Tam da bu yüzden, önümüzdeki sezon İstanbullu Gelin’de ne olacağını bilmiyorum fakat geçen sene ne izlediğimi biliyorum.

Geçtiğimiz sene birbirine paralel ama zıt giden iki insanın iki farklı hayat hikayesine şahitlik ettik. Bir tarafta yıllarca içindeki bulunduğu toplum kafasına vura vura nasıl yaşaması gerektiğini söyleyen bir kadının “öfkelerinden yarattığı özgürlüğün” peşinde nasıl gidebildiğini görürken diğer yanda tüm hayatını bir öfke uğruna kapana kısılmış, kendine hapsolmuş genç bir adamın tüm çabalarına rağmen nasıl yine esir düştüğünü izledik. Sezon sonunda biri tüm ömrünü geçirdiği evinden yepyeni bir yolculuğa çıkarken diğeri tüm ömrünü geçirmesi gerektiğini düşündüğü o eve giriyordu. Bana kalırsa İstanbullu Gelin’in geçtiğimiz sezonu Esma ve Adem’in hikayesiydi. Ya da ben öyle görmek istedim veya öyle izledim. Ama size neden böyle düşündüğümü anlatmak isterim.

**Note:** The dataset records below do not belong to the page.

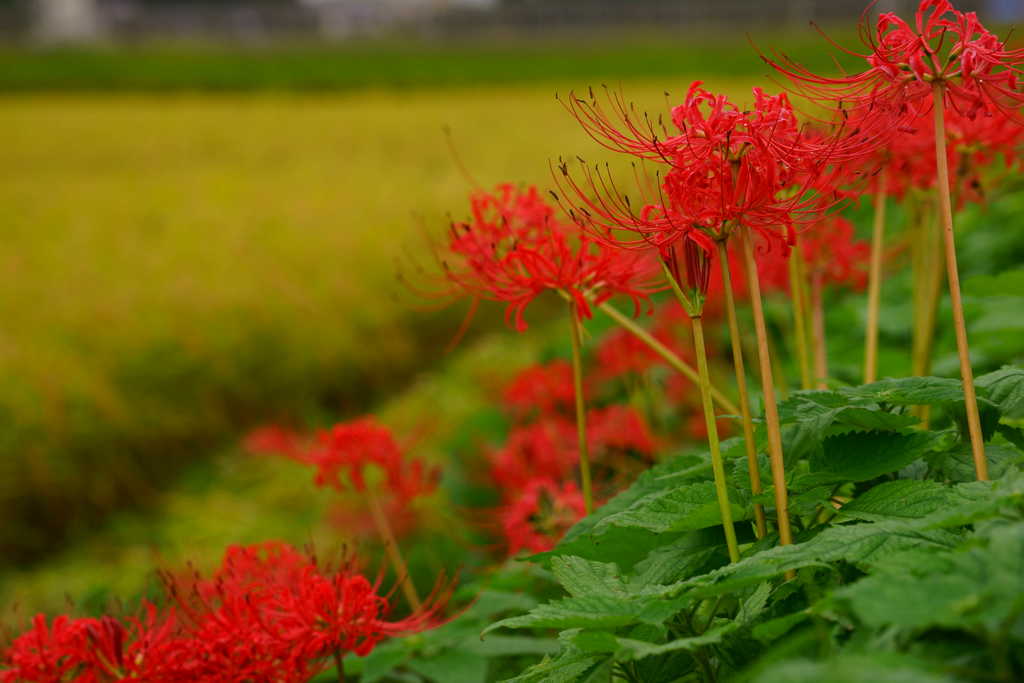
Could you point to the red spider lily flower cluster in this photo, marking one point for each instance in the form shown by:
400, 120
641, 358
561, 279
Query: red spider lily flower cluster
269, 605
973, 144
269, 613
543, 388
534, 470
944, 45
346, 453
726, 167
541, 515
93, 650
832, 252
515, 247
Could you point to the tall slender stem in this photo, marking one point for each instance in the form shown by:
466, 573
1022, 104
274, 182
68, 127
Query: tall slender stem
875, 281
952, 275
799, 315
577, 334
667, 354
768, 388
760, 527
391, 547
818, 337
717, 465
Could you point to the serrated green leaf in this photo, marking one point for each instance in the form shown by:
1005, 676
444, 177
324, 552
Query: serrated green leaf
683, 558
778, 627
593, 611
1006, 388
685, 509
581, 577
982, 586
860, 457
628, 648
910, 391
904, 499
454, 666
567, 667
494, 645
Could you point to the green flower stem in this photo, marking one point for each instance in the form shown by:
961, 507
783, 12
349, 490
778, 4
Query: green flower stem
744, 401
667, 354
577, 335
391, 547
799, 315
875, 282
952, 276
768, 388
716, 452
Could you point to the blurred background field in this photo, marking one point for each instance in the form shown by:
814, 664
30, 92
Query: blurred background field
204, 237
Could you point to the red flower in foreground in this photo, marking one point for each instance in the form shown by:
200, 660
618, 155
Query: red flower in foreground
270, 613
541, 515
943, 46
515, 248
146, 649
720, 168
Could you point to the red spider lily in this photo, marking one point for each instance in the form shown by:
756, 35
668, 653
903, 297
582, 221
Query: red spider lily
271, 613
903, 62
973, 145
515, 248
622, 351
546, 389
832, 252
546, 449
146, 649
725, 168
351, 449
620, 428
541, 515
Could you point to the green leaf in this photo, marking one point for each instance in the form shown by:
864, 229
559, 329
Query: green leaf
567, 667
495, 646
454, 666
628, 648
581, 577
910, 391
904, 499
1006, 388
860, 457
685, 509
982, 586
593, 611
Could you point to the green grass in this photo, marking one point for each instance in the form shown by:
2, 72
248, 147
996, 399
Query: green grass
404, 65
176, 267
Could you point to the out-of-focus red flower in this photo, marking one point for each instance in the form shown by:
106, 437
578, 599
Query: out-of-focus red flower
147, 648
944, 45
515, 247
622, 351
829, 249
620, 428
545, 389
344, 454
270, 613
546, 449
539, 517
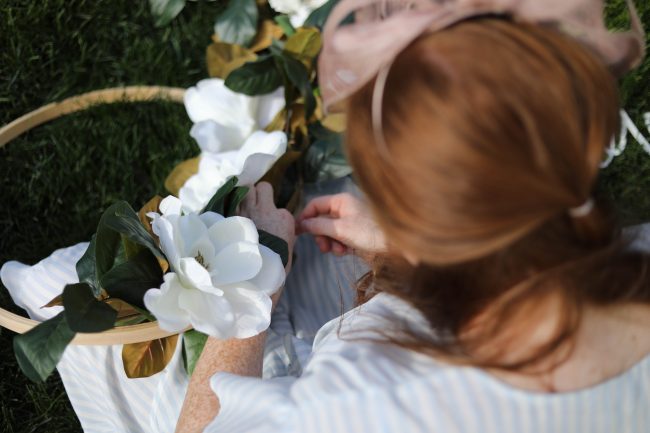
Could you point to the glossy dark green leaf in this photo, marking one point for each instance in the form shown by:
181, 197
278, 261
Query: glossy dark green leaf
238, 23
39, 350
234, 199
319, 16
83, 312
130, 280
193, 343
218, 201
122, 219
298, 76
325, 158
285, 24
164, 11
255, 78
86, 270
276, 244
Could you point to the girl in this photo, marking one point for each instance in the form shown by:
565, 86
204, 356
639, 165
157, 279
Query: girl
501, 298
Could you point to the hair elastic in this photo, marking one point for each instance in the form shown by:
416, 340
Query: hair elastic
583, 210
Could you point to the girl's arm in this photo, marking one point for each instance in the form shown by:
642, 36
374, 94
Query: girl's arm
237, 356
201, 405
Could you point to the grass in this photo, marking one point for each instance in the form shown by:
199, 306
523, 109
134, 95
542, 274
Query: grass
57, 179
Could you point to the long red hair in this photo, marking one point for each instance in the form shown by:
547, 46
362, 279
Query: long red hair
494, 130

İstanbullu Gelin’in senaryosunu yazan Deniz Akçay’ın birkaç röportajını okuyup yazıp yönettiği filmini izledim. Filme yine geliriz ama röportajların birini okurken söylediği söz dikkatimi çekti. Ve şunu fark ettim: ikinci sezonda izlediğimiz Esma’nın değişim hikayesi ve sevgisinin peşinden gidebilme isteği, onun Süreyya’ya duyduğu öfkeden gelmişti. Belki çoğumuz bunu fark etmiş ya da hissetmiştir ama bir dizinin başrollerinden birinin diğerinden neden nefret ettiğini sadece gelin-kaynana, oğlunu kıskanma ya da paylaşamama üzerinden anlatmak istemeyen bir ekip vardı. Ki Adem ve annesi üzerinden bunun nasıl olabileceğini de gördük, ona da geleceğim. Fakat Esma’nın Süreyya’ya dinmeyen nefretinin kendi geçmişinden duyduğu hüznün öfkesi olduğunu görmek, çarpıcıydı. Ve bunun anlatılışını da. Bir sabah Esma piyano çalarak herkesi uyandırırken aslında müzisyen gelinin kendinde uyandırdığı eski bir ezgiyi paylaşıyordu evdekilerle. Kendisine hayatın başka bir şekilde yaşanabileceğini göstermek hissediyordu. Hayatın sadece düşünerek değil, hissedilerek ve hissedildiği gibi de yaşanabileceğini. Bir insanın bunu nefret ettiğini sandığı birinden öğrenmesi, güzel bir hikaye değilse nedir? 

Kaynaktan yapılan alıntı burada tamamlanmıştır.